From a 2008 Washington Post article:

“African-Americans have been shown in some studies to be nearly twice as likely to not take their medicines when compared to Caucasians,” study lead author Dr. Olugbenga Ogedegbe, an associate professor of medicine at New York University School of Medicine, said in an American Heart Association news release.

And this is with them actually having the medication on hand. So affordability has nothing to do with it.

So what did they do to encourage patients to take their medicine? They gave them gifts.

“Those who received standard high blood pressure information, bi-monthly phone calls reminding them of positive life experiences, and six unexpected gifts by mail (including an umbrella and duffle bag) took their medication 43 percent of the time over 12 months. Patients who just received a workbook on hypertension (high blood pressure) with no additional intervention took their medication 36 percent of the time.”
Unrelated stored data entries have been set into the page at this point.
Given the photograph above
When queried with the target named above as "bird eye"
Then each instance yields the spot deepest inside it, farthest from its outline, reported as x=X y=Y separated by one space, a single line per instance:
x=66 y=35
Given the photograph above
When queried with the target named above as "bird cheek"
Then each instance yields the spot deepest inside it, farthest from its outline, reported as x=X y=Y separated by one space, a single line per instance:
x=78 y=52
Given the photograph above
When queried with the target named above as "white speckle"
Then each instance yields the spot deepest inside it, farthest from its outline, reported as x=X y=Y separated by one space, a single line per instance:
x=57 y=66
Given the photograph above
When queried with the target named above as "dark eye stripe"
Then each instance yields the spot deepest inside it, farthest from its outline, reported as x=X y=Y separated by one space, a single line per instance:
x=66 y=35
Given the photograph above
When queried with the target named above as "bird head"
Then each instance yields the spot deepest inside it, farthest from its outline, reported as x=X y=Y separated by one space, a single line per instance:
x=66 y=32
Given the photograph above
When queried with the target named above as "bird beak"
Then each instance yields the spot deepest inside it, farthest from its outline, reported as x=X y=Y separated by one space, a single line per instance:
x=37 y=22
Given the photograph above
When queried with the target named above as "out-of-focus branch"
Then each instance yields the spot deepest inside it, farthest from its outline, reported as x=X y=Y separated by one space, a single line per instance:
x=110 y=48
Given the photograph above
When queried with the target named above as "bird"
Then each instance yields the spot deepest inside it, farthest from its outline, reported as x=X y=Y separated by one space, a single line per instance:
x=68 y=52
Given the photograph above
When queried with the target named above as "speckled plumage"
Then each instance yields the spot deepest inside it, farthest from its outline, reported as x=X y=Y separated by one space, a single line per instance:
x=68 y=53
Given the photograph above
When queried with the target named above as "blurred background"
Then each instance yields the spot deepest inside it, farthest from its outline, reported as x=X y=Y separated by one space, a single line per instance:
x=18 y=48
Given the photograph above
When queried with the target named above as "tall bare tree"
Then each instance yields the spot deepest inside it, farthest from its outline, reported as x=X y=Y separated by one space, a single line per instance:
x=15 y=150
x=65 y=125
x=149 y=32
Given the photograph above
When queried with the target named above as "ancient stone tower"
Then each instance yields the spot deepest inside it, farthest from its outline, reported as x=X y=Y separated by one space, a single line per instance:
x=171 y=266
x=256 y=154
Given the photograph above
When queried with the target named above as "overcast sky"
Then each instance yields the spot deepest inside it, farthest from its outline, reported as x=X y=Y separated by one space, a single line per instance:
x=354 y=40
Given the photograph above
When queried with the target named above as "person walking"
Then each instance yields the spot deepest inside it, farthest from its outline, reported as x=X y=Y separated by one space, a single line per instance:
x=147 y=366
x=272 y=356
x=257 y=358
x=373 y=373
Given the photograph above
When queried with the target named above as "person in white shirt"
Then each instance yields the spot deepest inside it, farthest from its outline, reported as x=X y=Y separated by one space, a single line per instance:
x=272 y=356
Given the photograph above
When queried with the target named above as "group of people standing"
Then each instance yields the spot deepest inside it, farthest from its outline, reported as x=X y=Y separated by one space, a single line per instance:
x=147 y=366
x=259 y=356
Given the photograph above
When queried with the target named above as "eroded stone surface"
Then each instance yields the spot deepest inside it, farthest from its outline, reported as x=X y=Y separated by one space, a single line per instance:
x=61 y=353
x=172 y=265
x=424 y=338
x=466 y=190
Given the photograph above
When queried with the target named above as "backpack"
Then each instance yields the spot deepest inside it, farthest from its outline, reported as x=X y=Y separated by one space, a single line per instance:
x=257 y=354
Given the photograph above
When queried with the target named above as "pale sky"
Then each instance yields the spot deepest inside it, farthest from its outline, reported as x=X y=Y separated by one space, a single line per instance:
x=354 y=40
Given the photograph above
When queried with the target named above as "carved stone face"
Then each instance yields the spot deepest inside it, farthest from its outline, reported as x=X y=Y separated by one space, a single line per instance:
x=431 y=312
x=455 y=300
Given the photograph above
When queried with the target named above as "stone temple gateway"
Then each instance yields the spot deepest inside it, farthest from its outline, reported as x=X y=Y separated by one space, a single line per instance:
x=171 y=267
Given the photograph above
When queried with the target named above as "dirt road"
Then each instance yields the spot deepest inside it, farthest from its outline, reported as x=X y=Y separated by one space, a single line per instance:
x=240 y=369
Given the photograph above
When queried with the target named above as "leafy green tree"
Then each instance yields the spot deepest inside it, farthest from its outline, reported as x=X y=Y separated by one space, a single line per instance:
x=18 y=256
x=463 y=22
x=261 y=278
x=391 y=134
Fast forward to today and the trend of paying people to take care of themselves has continued.

“It’s better to spend money on medication adherence for patients, rather than having them boomerang in and out of the hospital,” said Valerie Fleishman, executive director of the New England Healthcare Institute, a research organization, who said that about one-tenth of hospital admissions and one-quarter of nursing home admissions result from incorrect adherence to medication. “Financial incentives are a critical piece of the solution.”

In a Philadelphia program people prescribed warfarin, an anti-blood-clot medication, can win $10 or $100 each day they take the drug — a kind of lottery using a computerized pillbox to record if they took the medicine and whether they won that day.

Before the program, Chiquita Parker, a 25-year-old single mother with lupus, too ill to continue her job with special needs children, repeatedly made medication mistakes, although she knows she depends on warfarin to prevent clots than can cause strokes, paralysis, or death.

“I would forget to take it,” and feel “like I couldn’t breathe,” she said. Or she would “take two in a day,” and develop bruises from uncontrolled internal bleeding.

But in the six-month lottery program, she pocketed about $300. “You got something for taking it,” Ms. Parker said. Suddenly, she said, “I was taking it regularly, I was doing so good.”

So let me get this straight: you are suffering from a disease that could end your life and someone has to pay you to take your medicine?

I can understand the some medications out there can be a drag to take because of some of their draining side effects. But in the end, if someone has to pay you to want to stay alive, that is A) ridiculous, B) a complete waste of billions of dollars and resources that could be routed to people who want get well, and C) self-demeaning because if you have to pay someone to improve themselves, be prepared to pay that income for the rest of their lives.

And you notice that this trend was not mentioned once in the whole recent health insurance debate.

Back in 1997, then President Clinton became so “concerned” that millions of kids were not signed up for government health care Medicaid that pushed for an order to force kids into the program. The only thing you and I heard throughout the whole recent health care debate is “But there are so many kids out there who are uninsured…”

The resources were already there, ladies and gentleman. All they had to do was sign up.

At the end of the day, there are just some people who simply prefer to take their chances swimming in choppy waters rather than reach for the life raft. The only people that do not have a problem with that are the people who are out there swimming.